Falavam que mastigava abelhas na primavera. Indiferente aos comentários, Samuel captava cores e desaprendia nuvens. Percebia o céu pesado demais nessa cidade quando dizia, assim solto ao ar, que seu cinza possuía uma dor sentida por toda a distância dos olhos até as nuvens. Samuel sempre pensou que a primavera era a estação das abelhas. Surgem com o intenso colorido das flores e buscam o pólen como uma espécie de desespero, um disfarce para a salvação ou para a perenidade.

Falavam que mastigava abelhas na primavera.
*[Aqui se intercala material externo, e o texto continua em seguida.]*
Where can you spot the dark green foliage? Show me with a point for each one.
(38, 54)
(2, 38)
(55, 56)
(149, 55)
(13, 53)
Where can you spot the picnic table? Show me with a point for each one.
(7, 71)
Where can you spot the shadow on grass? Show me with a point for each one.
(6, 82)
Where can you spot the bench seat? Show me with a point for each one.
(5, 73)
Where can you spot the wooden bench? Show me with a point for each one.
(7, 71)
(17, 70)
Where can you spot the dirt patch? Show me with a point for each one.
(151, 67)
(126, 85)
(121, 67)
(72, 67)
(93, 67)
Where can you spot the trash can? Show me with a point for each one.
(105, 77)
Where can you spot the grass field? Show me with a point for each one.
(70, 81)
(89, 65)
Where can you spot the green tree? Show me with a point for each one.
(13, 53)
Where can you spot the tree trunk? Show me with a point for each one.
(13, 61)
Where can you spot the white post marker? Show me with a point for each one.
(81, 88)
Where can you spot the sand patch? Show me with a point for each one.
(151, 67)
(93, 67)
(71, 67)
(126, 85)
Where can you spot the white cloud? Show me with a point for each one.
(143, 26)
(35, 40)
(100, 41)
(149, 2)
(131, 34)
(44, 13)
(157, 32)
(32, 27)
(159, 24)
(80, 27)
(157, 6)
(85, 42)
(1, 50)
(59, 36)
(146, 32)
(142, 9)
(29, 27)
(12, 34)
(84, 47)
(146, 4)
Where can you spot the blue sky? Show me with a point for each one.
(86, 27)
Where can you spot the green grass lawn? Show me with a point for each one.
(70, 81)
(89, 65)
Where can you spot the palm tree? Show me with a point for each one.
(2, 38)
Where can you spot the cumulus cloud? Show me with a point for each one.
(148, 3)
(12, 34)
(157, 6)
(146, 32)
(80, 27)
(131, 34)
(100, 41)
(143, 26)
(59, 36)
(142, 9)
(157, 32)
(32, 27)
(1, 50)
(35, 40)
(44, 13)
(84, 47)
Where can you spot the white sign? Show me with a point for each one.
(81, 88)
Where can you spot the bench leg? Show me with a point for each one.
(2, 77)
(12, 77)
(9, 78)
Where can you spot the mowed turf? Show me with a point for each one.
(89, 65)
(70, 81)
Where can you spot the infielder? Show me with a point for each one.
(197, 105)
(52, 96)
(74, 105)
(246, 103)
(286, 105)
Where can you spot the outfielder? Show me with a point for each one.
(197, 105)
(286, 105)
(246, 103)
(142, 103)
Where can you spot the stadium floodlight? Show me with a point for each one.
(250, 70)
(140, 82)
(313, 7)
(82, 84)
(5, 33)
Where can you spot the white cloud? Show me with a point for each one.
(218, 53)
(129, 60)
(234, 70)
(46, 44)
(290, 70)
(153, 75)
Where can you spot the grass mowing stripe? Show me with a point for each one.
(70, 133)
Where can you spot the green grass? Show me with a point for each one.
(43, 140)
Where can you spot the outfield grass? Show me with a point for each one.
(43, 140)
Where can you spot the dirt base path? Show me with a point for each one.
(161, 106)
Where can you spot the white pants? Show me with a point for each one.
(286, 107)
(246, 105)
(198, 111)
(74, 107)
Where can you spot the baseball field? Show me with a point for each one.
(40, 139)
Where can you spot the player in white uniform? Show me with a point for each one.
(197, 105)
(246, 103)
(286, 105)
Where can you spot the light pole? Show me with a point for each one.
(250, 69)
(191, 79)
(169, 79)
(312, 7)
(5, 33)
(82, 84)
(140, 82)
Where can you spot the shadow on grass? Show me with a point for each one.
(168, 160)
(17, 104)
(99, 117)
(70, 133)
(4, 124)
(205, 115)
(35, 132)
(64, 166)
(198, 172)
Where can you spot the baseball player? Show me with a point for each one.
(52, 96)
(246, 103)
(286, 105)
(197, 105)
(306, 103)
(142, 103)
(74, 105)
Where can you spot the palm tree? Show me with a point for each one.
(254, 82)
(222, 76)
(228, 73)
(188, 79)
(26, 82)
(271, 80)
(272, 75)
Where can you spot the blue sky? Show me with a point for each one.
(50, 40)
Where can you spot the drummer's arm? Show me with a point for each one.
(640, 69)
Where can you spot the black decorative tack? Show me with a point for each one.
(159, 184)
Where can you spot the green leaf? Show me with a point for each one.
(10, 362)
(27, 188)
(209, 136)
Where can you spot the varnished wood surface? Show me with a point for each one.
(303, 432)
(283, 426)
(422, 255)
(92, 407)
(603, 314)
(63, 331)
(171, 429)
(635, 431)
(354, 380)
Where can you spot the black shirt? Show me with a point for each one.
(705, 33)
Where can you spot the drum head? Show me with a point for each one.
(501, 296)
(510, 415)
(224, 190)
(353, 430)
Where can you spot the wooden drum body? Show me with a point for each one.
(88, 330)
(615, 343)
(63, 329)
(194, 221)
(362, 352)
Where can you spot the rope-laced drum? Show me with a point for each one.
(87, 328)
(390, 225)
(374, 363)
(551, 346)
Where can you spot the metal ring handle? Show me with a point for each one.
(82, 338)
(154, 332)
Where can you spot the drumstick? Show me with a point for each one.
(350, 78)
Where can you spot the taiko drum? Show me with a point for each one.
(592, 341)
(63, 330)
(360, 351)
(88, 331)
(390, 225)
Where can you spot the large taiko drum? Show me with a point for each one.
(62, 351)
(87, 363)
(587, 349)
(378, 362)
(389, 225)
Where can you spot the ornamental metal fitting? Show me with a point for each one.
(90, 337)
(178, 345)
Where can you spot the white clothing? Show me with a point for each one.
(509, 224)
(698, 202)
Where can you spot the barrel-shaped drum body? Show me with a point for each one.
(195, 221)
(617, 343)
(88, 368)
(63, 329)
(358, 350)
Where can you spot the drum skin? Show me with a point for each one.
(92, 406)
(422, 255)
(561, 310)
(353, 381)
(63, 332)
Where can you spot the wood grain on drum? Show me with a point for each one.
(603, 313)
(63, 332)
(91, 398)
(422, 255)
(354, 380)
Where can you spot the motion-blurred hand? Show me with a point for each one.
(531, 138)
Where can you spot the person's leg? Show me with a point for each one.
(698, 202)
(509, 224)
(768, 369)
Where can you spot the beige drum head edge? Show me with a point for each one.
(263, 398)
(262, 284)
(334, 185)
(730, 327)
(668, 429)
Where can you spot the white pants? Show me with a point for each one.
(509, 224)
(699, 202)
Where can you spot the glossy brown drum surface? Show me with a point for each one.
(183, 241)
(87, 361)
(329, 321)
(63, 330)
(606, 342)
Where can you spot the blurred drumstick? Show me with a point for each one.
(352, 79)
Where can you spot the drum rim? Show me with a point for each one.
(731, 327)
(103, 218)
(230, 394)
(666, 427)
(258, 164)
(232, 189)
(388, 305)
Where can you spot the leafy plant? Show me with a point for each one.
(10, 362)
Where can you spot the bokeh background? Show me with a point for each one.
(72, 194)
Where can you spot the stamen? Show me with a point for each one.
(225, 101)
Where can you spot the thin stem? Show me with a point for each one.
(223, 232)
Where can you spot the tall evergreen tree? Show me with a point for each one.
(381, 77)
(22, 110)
Não sabiam que tudo iniciou, assim como tudo no mundo, por mera distração. Sentiu naquele início de tarde, um certo frescor de eucalipto enquanto bebia o café. Um adocicado marcante e tão colorido quanto o rosa e o lilás das flores improvisadas de estrado pela calçada. Estava bebendo o café com abelhas. O corpo franzino e resistente do inseto havia se diluído em mudez naquela taça de café escuro. Samuel percebeu na língua, após morder um minúsculo favo, uma pequena ferroada a lembrar carícias e confidências esquecidas naquela tarde em que passou a trazer a primavera entre os dentes.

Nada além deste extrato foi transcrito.